In this instance I was interested in planning out the implementation, and what a plan! I’ve had some previous experience with using AI to plan work. Asking the AI to analyse a spec and then plan out the implementation tickets, with a prompt similar to the following:
Analyse the attached spec, and other attached context, and determine how best to implement the spec. Each step on the process should be small, with a maximum of 15 files modified. After each step leave the code in a buildable and deployable state.
Except… This never really worked, and needed to be iterated on multiple times. This time though the plan is comprehensive and well thought through, cross referencing the project constitution, describing the strucutre and code that will be created, implementation phases and testing strategies. But at the same time lots of other information was created:
- A document detailing the CLI contract
- A document detailing the project data model
- A research document
- and lastly a quickstart guide
But what’s next?
And this is where things got slightly stuck for me. The two options that SpecKit were not expected:
/speckit.tasks- which generates an actionable, dependency-ordered tasks.md for the feature based on available design artifacts./speckit.checklist- which generates a custom checklist for the current feature based on user requirements.
A minute or two reading the agent definitions showed that I wanted to run /speckit.tasks which created a very detailed, granular implementation plan. And from there /speckit.implement was the obvious choice.
Was it worth it?
For around an hours invested time this was absolutely a worthwhile endeavour.
The agents themselves take you through the lifecycle of a feature, or project, in a structured way. Beyond finding the specify init . command in the SpecKit Readme everything else I worked out simply by looking in the agent files.
I have a tendency to create many commits as I work, and whether using Spec Kit, or another framework have found this to be incredibly useful. It has allowed me to understand what and how the AI is doing, but it also makes it simple to reverse out changes that are wrong.
If you have knowledge and/or experience of AI and want to go down the Spec Driven Development route, but haven’t invested in setting up agents then Github SpecKit is absolutely worthwhile investigating. As with many things from Microsoft it is thorough. And in the world of AI thorough (in my experience) is better than brief.

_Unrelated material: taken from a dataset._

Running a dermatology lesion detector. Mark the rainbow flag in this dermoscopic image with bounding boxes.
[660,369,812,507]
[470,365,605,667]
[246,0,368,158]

Analysing the supplied agents and other tools and documents with copilot reveals that SpecKit provides a coherent, highly opinionated SDLC pipeline that is easy to implement. Ask the right questions and AI will make multiple recommendations on how the kit can be improved. The constitution.md is picked out as a particularly strong document.
And to be honest right now, for me, this is the point. SpecKit provides a starting point. It’s all text that is easily read and understood. And when you do that you can work out what you don’t like and begin to change it. Of course how you might re-use those modifications is a different story.